16- Hayatta en çok işime para harcıyorum. Sahne kostümlerime, sahneme, albümlerime ve fotoğraf çekimlerime para harcıyorum. Valla bu nedenle de her geçen gün yaprak dökümü yaşanan bu piyasada 30 yıldır dimdik ayakta duruyorum...
17- Yılan dansını nasıl icat ettiğimi söyleyeyim mi? Biraz önce dedim ya altıncı hissim çok kuvvetlidir diye, öngörü sahibi biri olarak ta 30 yıl önce etrafımda türeyecek olan yılanları gördüm ve feyz aldım!
18- Hayatımdan son derece memnunum. Hayatımdan çıkarmak istediğim hiçbir şey yok... Vazgeçmeyeceğim şeyleri sorarsan; şarkı söylemekten, sahneye çıkmaktan ve ailemden vazgeçmem...
19- Hayatıma son derece dikkat ederim, yediğime içtiğime özen gösteririm. Ama sağlık problemlerim yüzünden hep aynıyım, daha fazla kilo veremiyorum. Daha fazla kilo almamak için de çok dikkat ediyorum.
20- Her yemeği çok iyi yaparım, hatta inanılmaz bir mutfak kültürüm vardır. Enteresan tatlar çıkarırım ve yemeklerimi yiyenler bir de parmaklarını yerler. En çok incik ve domatesli pilavıma bayılır arkadaşlarım.
21- Sahne sonrası için kendime bir B planı yaptım tabii ama daha en az 10 yıl devam ederim sahnelerde şarkı söylemeye... Dördüncü kuşağa şarkılar söylüyorum ve dört kuşağa daha söylerim gibi geliyor. Ben bırakmak istesem de sağ olsun beni sevenler bırakmıyorlar... Cook Shop’lar var bilirsin, orada ortaklığım var ve artık biraz zaman ayırıp tiyatro ve müzikal yapmak istiyorum. Bir de televizyon projesi planımız var, hayırlısıyla yeniden televizyonlara dönmeye hazırlanıyorum.
22- Ben en çok mücevher ve gayrimenkule yatırım yapmayı seviyorum. Nelerim olduğunu sorma sakın, kazancımı iyi değerlendirdiğimi düşünüyorum.
23- Sahneye ilk çıktığımda tarzım, imajım tabii ki böyle değildi ama benim 30 sene ayakta durabilmemin sebeplerinden biri de devamlı değişen hayat şartlarına, zamana ve zamanın getirdiklerine ayak uydurmam zaten...
24- Bursa Devlet Tiyatrosu’nda çalıştığım dönemde oynamak isteyip de oynamadığım hiçbir rol olmadı. Ben istediğim her oyunda oynadım. Ama her oyunda tüm karakterleri oynamak istiyor olmak gibi bir sıkıntım vardı... (Gülüyor)

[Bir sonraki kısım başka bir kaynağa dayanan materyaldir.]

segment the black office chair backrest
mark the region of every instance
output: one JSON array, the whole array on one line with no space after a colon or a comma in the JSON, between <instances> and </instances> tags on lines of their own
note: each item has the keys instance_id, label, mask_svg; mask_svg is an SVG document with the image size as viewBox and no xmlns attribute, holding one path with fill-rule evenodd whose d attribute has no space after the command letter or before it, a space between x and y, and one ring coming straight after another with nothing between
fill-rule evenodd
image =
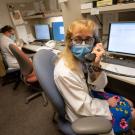
<instances>
[{"instance_id":1,"label":"black office chair backrest","mask_svg":"<svg viewBox=\"0 0 135 135\"><path fill-rule=\"evenodd\" d=\"M21 73L23 76L27 76L33 71L33 64L29 57L21 51L16 45L10 44L9 49L17 59L19 63Z\"/></svg>"},{"instance_id":2,"label":"black office chair backrest","mask_svg":"<svg viewBox=\"0 0 135 135\"><path fill-rule=\"evenodd\" d=\"M33 60L34 70L42 89L47 94L61 118L65 118L65 104L54 82L54 59L50 50L38 51Z\"/></svg>"}]
</instances>

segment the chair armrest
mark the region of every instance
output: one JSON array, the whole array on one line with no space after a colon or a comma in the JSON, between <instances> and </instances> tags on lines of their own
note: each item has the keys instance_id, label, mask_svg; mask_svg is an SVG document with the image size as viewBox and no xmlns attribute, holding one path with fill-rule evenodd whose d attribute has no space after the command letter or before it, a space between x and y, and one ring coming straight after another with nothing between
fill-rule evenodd
<instances>
[{"instance_id":1,"label":"chair armrest","mask_svg":"<svg viewBox=\"0 0 135 135\"><path fill-rule=\"evenodd\" d=\"M104 117L83 117L72 123L77 134L104 134L112 130L112 124Z\"/></svg>"}]
</instances>

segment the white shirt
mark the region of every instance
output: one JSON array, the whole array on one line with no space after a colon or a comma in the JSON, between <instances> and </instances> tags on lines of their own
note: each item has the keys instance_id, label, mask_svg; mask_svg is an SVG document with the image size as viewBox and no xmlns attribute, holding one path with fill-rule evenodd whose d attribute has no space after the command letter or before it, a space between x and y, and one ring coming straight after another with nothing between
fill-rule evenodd
<instances>
[{"instance_id":1,"label":"white shirt","mask_svg":"<svg viewBox=\"0 0 135 135\"><path fill-rule=\"evenodd\" d=\"M76 73L60 59L54 69L54 80L64 98L66 112L71 121L84 116L104 116L112 119L108 102L90 96L81 67L80 72ZM101 72L93 85L97 91L104 91L106 83L106 74Z\"/></svg>"},{"instance_id":2,"label":"white shirt","mask_svg":"<svg viewBox=\"0 0 135 135\"><path fill-rule=\"evenodd\" d=\"M13 54L9 49L10 44L15 43L12 39L3 34L2 37L0 38L0 48L2 55L4 56L9 68L19 68L19 64L16 58L13 56Z\"/></svg>"}]
</instances>

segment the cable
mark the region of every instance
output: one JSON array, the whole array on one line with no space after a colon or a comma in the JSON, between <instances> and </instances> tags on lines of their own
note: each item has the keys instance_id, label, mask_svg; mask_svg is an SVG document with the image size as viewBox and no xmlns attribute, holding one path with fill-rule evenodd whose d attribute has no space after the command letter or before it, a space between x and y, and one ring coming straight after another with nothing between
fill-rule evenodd
<instances>
[{"instance_id":1,"label":"cable","mask_svg":"<svg viewBox=\"0 0 135 135\"><path fill-rule=\"evenodd\" d=\"M131 78L135 78L135 75L126 75L126 74L122 74L122 73L117 73L117 72L114 72L114 71L110 71L110 70L107 70L107 69L104 69L104 68L101 68L101 67L96 67L94 65L91 65L92 68L98 72L98 71L105 71L105 72L108 72L108 73L111 73L111 74L114 74L114 75L119 75L119 76L125 76L125 77L131 77Z\"/></svg>"},{"instance_id":2,"label":"cable","mask_svg":"<svg viewBox=\"0 0 135 135\"><path fill-rule=\"evenodd\" d=\"M116 73L116 72L113 72L113 71L110 71L110 70L106 70L106 69L102 69L102 68L101 68L101 70L103 70L105 72L108 72L108 73L111 73L111 74L114 74L114 75L135 78L135 75L126 75L126 74L122 74L122 73Z\"/></svg>"}]
</instances>

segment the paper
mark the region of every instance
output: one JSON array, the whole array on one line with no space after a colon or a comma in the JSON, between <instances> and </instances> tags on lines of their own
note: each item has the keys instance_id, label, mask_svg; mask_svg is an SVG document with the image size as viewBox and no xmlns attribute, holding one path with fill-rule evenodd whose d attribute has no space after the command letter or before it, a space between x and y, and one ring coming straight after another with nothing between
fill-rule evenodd
<instances>
[{"instance_id":1,"label":"paper","mask_svg":"<svg viewBox=\"0 0 135 135\"><path fill-rule=\"evenodd\" d=\"M23 24L23 18L19 10L15 10L13 12L10 12L11 19L13 21L14 25L20 25Z\"/></svg>"},{"instance_id":2,"label":"paper","mask_svg":"<svg viewBox=\"0 0 135 135\"><path fill-rule=\"evenodd\" d=\"M98 8L91 8L91 15L98 15L99 9Z\"/></svg>"}]
</instances>

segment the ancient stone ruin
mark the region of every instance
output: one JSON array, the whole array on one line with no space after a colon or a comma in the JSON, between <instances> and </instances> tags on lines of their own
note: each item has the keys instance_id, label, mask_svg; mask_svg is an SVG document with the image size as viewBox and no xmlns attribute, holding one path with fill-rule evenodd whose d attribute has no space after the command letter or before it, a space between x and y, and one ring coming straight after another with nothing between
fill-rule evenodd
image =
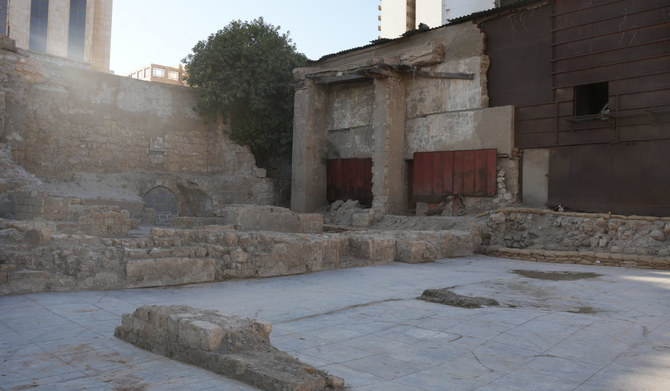
<instances>
[{"instance_id":1,"label":"ancient stone ruin","mask_svg":"<svg viewBox=\"0 0 670 391\"><path fill-rule=\"evenodd\" d=\"M114 335L153 353L266 391L340 390L344 381L270 343L272 325L187 306L146 306L124 314Z\"/></svg>"}]
</instances>

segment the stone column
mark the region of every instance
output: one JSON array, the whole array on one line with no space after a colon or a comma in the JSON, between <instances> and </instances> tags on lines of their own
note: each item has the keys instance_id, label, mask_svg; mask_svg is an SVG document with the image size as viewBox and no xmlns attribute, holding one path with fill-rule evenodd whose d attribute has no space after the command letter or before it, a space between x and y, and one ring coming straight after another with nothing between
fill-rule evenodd
<instances>
[{"instance_id":1,"label":"stone column","mask_svg":"<svg viewBox=\"0 0 670 391\"><path fill-rule=\"evenodd\" d=\"M328 203L325 158L327 143L326 88L305 78L305 69L297 69L298 87L293 114L293 164L291 209L314 212Z\"/></svg>"},{"instance_id":2,"label":"stone column","mask_svg":"<svg viewBox=\"0 0 670 391\"><path fill-rule=\"evenodd\" d=\"M375 79L372 132L372 208L384 214L407 211L405 83L400 75Z\"/></svg>"},{"instance_id":3,"label":"stone column","mask_svg":"<svg viewBox=\"0 0 670 391\"><path fill-rule=\"evenodd\" d=\"M70 26L70 2L49 2L47 18L47 53L59 57L67 57Z\"/></svg>"}]
</instances>

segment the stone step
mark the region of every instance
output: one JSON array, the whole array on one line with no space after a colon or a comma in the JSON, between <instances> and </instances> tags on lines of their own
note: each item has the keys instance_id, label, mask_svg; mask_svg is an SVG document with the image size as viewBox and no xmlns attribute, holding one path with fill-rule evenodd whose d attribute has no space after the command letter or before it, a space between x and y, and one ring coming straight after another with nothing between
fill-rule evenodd
<instances>
[{"instance_id":1,"label":"stone step","mask_svg":"<svg viewBox=\"0 0 670 391\"><path fill-rule=\"evenodd\" d=\"M123 256L126 259L144 258L206 258L207 247L179 246L153 248L124 248Z\"/></svg>"},{"instance_id":2,"label":"stone step","mask_svg":"<svg viewBox=\"0 0 670 391\"><path fill-rule=\"evenodd\" d=\"M126 286L146 288L215 280L216 261L208 258L131 259L126 265Z\"/></svg>"},{"instance_id":3,"label":"stone step","mask_svg":"<svg viewBox=\"0 0 670 391\"><path fill-rule=\"evenodd\" d=\"M485 254L534 262L577 263L582 265L623 266L670 270L670 257L619 254L594 251L553 251L489 246Z\"/></svg>"}]
</instances>

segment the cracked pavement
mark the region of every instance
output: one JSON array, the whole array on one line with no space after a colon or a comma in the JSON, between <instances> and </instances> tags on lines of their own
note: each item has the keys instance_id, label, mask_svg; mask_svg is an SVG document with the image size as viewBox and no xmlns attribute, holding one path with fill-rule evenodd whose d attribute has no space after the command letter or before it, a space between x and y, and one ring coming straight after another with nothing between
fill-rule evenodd
<instances>
[{"instance_id":1,"label":"cracked pavement","mask_svg":"<svg viewBox=\"0 0 670 391\"><path fill-rule=\"evenodd\" d=\"M546 280L531 272L597 273ZM450 287L496 299L416 298ZM273 345L351 390L668 390L670 272L486 256L165 289L0 297L1 390L253 390L114 338L184 304L269 321Z\"/></svg>"}]
</instances>

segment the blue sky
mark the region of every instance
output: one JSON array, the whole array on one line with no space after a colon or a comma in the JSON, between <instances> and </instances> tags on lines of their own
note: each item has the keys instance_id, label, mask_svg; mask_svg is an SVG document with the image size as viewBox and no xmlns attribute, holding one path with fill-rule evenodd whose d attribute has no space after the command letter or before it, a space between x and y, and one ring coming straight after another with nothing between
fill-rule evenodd
<instances>
[{"instance_id":1,"label":"blue sky","mask_svg":"<svg viewBox=\"0 0 670 391\"><path fill-rule=\"evenodd\" d=\"M323 55L377 39L379 0L114 0L110 68L123 75L149 63L176 65L232 20L289 32L299 52Z\"/></svg>"}]
</instances>

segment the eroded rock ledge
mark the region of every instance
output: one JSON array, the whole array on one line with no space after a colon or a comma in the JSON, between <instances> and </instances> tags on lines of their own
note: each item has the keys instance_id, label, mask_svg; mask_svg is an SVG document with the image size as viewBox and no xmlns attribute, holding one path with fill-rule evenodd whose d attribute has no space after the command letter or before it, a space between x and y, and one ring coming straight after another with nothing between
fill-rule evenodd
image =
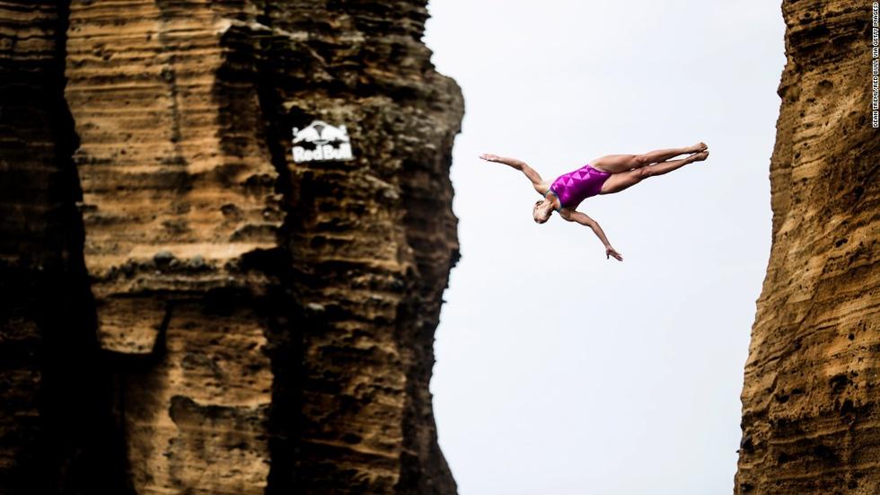
<instances>
[{"instance_id":1,"label":"eroded rock ledge","mask_svg":"<svg viewBox=\"0 0 880 495\"><path fill-rule=\"evenodd\" d=\"M0 488L455 492L425 4L0 3ZM315 119L353 160L294 163Z\"/></svg>"},{"instance_id":2,"label":"eroded rock ledge","mask_svg":"<svg viewBox=\"0 0 880 495\"><path fill-rule=\"evenodd\" d=\"M737 494L880 493L870 9L782 3L773 243L745 366Z\"/></svg>"}]
</instances>

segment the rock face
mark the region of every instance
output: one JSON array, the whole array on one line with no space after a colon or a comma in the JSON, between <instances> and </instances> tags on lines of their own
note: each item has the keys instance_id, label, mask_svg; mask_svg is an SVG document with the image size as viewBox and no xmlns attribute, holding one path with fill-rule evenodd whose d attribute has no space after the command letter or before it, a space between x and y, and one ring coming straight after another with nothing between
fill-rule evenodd
<instances>
[{"instance_id":1,"label":"rock face","mask_svg":"<svg viewBox=\"0 0 880 495\"><path fill-rule=\"evenodd\" d=\"M880 493L880 131L870 4L785 0L773 243L735 492Z\"/></svg>"},{"instance_id":2,"label":"rock face","mask_svg":"<svg viewBox=\"0 0 880 495\"><path fill-rule=\"evenodd\" d=\"M0 491L455 492L428 381L463 103L427 17L0 4ZM315 120L353 159L294 161Z\"/></svg>"}]
</instances>

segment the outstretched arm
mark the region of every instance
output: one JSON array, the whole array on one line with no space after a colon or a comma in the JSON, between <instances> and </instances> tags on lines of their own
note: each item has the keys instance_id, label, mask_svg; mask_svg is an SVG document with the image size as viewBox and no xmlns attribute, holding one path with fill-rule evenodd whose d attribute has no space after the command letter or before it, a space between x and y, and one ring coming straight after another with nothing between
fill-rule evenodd
<instances>
[{"instance_id":1,"label":"outstretched arm","mask_svg":"<svg viewBox=\"0 0 880 495\"><path fill-rule=\"evenodd\" d=\"M484 153L480 155L480 158L486 160L487 162L495 162L497 164L504 164L510 167L513 167L523 173L532 181L532 186L539 194L544 194L547 192L547 188L543 187L544 180L541 178L541 175L535 172L535 170L530 167L525 162L522 160L517 160L516 158L507 158L505 156L498 156L497 155L491 155L488 153Z\"/></svg>"},{"instance_id":2,"label":"outstretched arm","mask_svg":"<svg viewBox=\"0 0 880 495\"><path fill-rule=\"evenodd\" d=\"M593 232L596 234L596 237L602 241L602 243L605 246L605 258L609 256L613 256L615 260L620 261L623 261L623 256L612 247L611 243L608 242L608 238L605 237L605 233L603 232L602 227L599 226L599 223L590 218L585 213L579 211L574 211L570 208L562 208L559 211L559 216L568 220L569 222L576 222L582 225L586 225L593 229Z\"/></svg>"}]
</instances>

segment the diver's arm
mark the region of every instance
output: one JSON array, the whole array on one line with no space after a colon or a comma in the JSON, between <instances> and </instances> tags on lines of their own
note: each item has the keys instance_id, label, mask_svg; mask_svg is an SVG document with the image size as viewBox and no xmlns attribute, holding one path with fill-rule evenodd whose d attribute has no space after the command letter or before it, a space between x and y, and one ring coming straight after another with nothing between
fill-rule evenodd
<instances>
[{"instance_id":1,"label":"diver's arm","mask_svg":"<svg viewBox=\"0 0 880 495\"><path fill-rule=\"evenodd\" d=\"M498 156L497 155L492 155L489 153L484 153L480 155L480 158L486 160L487 162L495 162L497 164L504 164L510 167L513 167L523 173L532 181L532 185L534 187L540 194L544 194L547 192L546 188L542 188L544 180L541 178L541 174L538 173L533 168L530 167L528 164L522 160L517 160L516 158L507 158L506 156Z\"/></svg>"},{"instance_id":2,"label":"diver's arm","mask_svg":"<svg viewBox=\"0 0 880 495\"><path fill-rule=\"evenodd\" d=\"M568 220L569 222L576 222L582 225L586 225L593 229L593 233L596 234L596 237L598 237L599 240L602 241L603 245L605 246L605 258L607 259L609 256L613 256L614 259L620 261L623 261L623 256L618 252L617 250L612 248L611 243L608 242L608 237L605 237L605 233L602 230L602 227L599 226L599 222L590 218L585 213L574 211L571 208L567 208L559 210L559 217L562 217L562 218Z\"/></svg>"}]
</instances>

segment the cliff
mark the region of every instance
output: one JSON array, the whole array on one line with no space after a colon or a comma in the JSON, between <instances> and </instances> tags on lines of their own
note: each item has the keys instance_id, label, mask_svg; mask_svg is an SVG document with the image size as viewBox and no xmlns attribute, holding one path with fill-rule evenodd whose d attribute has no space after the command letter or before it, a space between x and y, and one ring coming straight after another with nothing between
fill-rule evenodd
<instances>
[{"instance_id":1,"label":"cliff","mask_svg":"<svg viewBox=\"0 0 880 495\"><path fill-rule=\"evenodd\" d=\"M880 493L880 132L871 4L785 0L773 241L735 491Z\"/></svg>"},{"instance_id":2,"label":"cliff","mask_svg":"<svg viewBox=\"0 0 880 495\"><path fill-rule=\"evenodd\" d=\"M428 381L463 102L427 17L0 4L0 491L455 492ZM350 159L295 153L330 134Z\"/></svg>"}]
</instances>

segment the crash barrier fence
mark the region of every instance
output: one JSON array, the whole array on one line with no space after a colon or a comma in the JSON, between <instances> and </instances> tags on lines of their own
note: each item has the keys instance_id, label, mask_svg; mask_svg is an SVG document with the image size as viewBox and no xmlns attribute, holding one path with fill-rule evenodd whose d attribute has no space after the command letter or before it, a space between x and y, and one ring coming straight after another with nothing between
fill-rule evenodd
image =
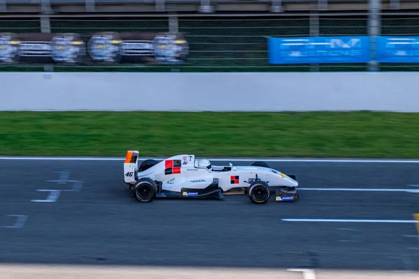
<instances>
[{"instance_id":1,"label":"crash barrier fence","mask_svg":"<svg viewBox=\"0 0 419 279\"><path fill-rule=\"evenodd\" d=\"M3 73L1 111L419 112L419 73ZM246 98L243 98L245 96Z\"/></svg>"},{"instance_id":2,"label":"crash barrier fence","mask_svg":"<svg viewBox=\"0 0 419 279\"><path fill-rule=\"evenodd\" d=\"M48 20L0 20L1 70L419 69L419 13Z\"/></svg>"}]
</instances>

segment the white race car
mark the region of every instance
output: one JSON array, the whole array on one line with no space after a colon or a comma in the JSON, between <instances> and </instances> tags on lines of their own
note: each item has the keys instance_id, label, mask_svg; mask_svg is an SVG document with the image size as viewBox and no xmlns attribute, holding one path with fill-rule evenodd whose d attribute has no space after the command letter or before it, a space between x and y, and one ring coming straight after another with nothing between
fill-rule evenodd
<instances>
[{"instance_id":1,"label":"white race car","mask_svg":"<svg viewBox=\"0 0 419 279\"><path fill-rule=\"evenodd\" d=\"M295 176L271 169L264 162L251 166L214 166L193 155L177 155L161 162L145 160L138 165L138 151L128 151L124 181L142 202L155 197L223 198L247 193L257 204L267 202L272 192L277 201L298 199Z\"/></svg>"}]
</instances>

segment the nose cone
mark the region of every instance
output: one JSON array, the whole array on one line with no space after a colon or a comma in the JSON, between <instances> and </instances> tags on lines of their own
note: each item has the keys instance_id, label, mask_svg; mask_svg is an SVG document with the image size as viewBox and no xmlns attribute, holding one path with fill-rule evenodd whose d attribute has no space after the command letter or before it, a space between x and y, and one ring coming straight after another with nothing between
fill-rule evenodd
<instances>
[{"instance_id":1,"label":"nose cone","mask_svg":"<svg viewBox=\"0 0 419 279\"><path fill-rule=\"evenodd\" d=\"M287 185L287 186L289 186L289 187L297 187L297 186L298 186L298 182L296 180L294 180L292 178L291 178L288 175L281 173L281 174L280 174L280 176L283 179L285 179L287 181L287 182L288 183L288 185Z\"/></svg>"}]
</instances>

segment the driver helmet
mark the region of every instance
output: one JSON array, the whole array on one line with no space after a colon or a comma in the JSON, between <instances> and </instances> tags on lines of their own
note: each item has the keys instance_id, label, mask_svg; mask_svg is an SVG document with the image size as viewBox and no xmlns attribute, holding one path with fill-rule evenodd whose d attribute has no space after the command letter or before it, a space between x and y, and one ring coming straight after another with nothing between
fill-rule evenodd
<instances>
[{"instance_id":1,"label":"driver helmet","mask_svg":"<svg viewBox=\"0 0 419 279\"><path fill-rule=\"evenodd\" d=\"M206 167L207 169L210 169L211 163L207 159L200 159L198 160L196 166L198 167Z\"/></svg>"}]
</instances>

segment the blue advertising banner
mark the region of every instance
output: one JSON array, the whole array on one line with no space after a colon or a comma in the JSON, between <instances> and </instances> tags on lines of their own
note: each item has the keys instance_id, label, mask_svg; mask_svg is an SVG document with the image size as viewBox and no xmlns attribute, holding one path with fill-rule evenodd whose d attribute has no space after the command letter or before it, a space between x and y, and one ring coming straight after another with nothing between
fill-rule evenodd
<instances>
[{"instance_id":1,"label":"blue advertising banner","mask_svg":"<svg viewBox=\"0 0 419 279\"><path fill-rule=\"evenodd\" d=\"M419 63L419 37L376 38L376 60L381 63Z\"/></svg>"},{"instance_id":2,"label":"blue advertising banner","mask_svg":"<svg viewBox=\"0 0 419 279\"><path fill-rule=\"evenodd\" d=\"M367 63L369 36L269 38L271 64Z\"/></svg>"}]
</instances>

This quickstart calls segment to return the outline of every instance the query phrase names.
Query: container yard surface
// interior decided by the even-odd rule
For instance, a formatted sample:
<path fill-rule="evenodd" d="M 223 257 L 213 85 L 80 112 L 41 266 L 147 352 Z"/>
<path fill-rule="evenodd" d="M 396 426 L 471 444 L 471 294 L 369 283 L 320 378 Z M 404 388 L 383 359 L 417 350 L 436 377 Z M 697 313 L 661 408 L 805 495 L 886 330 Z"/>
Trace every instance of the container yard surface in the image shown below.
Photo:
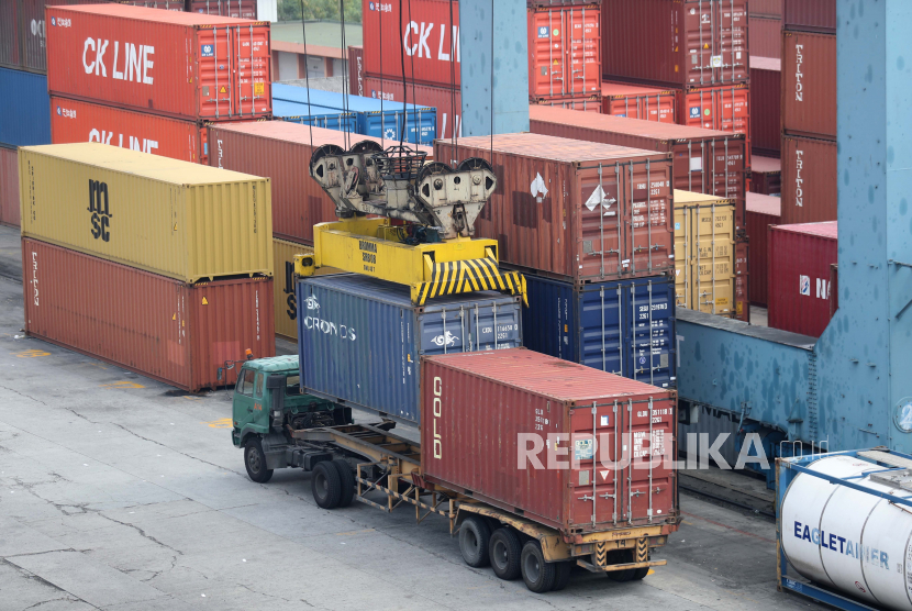
<path fill-rule="evenodd" d="M 408 611 L 822 609 L 776 592 L 771 520 L 687 492 L 685 521 L 661 549 L 668 566 L 634 584 L 575 569 L 567 589 L 538 596 L 522 581 L 467 567 L 435 515 L 415 526 L 408 511 L 360 503 L 326 512 L 313 501 L 310 475 L 294 469 L 252 484 L 227 441 L 227 393 L 187 396 L 21 337 L 20 257 L 19 232 L 0 227 L 7 607 L 347 611 L 374 608 L 380 597 Z M 376 422 L 359 410 L 355 419 Z M 393 431 L 418 436 L 402 425 Z M 276 570 L 277 557 L 286 570 Z M 351 582 L 359 586 L 341 587 Z"/>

25- Erzurum’da doğdum. Üç kız kardeşim var. Erzurum’dan Bursa’ya taşındığımızda yaşım çok ufaktı. İmkansızlıklar ve babamın hastalanıp iflasa sürüklenmesi, şehir değiştirmemize neden oldu. Belki de bu yüzden eski Türk filmlerini seviyorum. Televizyonda son dönemde “Karadayı” ve “Karagül” dizilerini kaçırmadan izliyorum. Eğer bir “Kara”lı dizi daha çıkarsa, onu da izleyeceğim.